If we attune our mind and body to work together, we can feel when we are in a sympathetic state and consciously bring awareness to shift to a parasympathetic state.

One of the simplest ways to do this is by breathing consciously. Every single cell in our body uses oxygen to keep us alive and moving yet most of us are using little more than 20% of our full lung capacity in normal everyday breathing.

Kundalini Yoga Teacher Sivaroshan Sahathevan describes the breath as an ‘untapped treasure’ and explains how the breath has a direct relationship to the mind and can act as a tether through the breath rate: when you slow down the breath rate, the mind follows suit. Not only is our breath food for the cells in our body, it is also food for the mind.

Box Breathing (or Square Breathing) was the first exercise that my meditation teacher ever taught to me. It can help to calm stress and anxiety and lower blood pressure by bringing us into a parasympathetic response.

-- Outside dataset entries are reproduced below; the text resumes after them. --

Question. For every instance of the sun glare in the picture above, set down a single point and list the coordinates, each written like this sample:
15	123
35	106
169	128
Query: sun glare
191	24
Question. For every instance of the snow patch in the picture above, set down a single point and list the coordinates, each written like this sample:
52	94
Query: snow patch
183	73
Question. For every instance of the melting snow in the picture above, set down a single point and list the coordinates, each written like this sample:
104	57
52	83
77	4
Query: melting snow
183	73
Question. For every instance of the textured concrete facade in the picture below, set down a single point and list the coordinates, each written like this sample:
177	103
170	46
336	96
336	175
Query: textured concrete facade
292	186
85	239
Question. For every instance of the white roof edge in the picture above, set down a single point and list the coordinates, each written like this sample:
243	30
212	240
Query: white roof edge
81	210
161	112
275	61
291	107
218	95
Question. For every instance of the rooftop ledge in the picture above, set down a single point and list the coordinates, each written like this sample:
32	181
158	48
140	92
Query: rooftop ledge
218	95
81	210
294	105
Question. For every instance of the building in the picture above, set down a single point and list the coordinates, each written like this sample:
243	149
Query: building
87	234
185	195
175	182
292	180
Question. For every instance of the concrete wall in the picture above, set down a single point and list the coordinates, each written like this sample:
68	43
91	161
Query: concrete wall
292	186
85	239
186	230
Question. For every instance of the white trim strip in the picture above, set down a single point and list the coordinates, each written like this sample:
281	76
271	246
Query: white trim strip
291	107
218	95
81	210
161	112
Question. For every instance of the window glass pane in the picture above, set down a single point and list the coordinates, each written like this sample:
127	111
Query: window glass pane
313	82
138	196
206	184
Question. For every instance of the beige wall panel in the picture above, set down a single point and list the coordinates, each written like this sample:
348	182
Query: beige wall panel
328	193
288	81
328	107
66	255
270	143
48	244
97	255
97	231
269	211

Click on the link at the end if you would like to try it.

Jennifer Rose

 

Soul Food

When I studied Traditional Chinese Medicine, we studied how different foods resonate with different parts of the body and how some foods have a yin quality, some yang, some ascending energy and some descending.

The energy of a food also depends on the cooking method you use when cooking. For example, seeds are quite inherently yin in their inertia but if you toast them on the stove and move them whilst toasting them, you are actually infusing them with yang energy because of the movement.

We also learned about heart food, something I have used with my clients very successfully to help with emotional eating. There are certain foods that are traditionally resonant with the heart such as rose and pistachio, but heart food is also what gives you a sense of comfort and takes you to your heart space. Many times, heart food is established in childhood.

When I was ill as a child, my mum used to cut up an apple for me to eat and now when I cut up apples and eat them in this way, I feel their energy resonating with my heart. When we are ill, we often subconsciously turn to our heart food and if that is something quite unhealthy, we aren’t helping ourselves get over the illness!

Heart food is about connection. When you connect to who made the food, how the food was grown and where it came from, you gain a deeper connection to it.

Take the time to connect with yourself in this busy world, take the time to do what sets you on fire, brings you joy and feeds your soul. Take the time to connect to the people around you, your friends, family, chosen family and community as ultimately, this is soul food.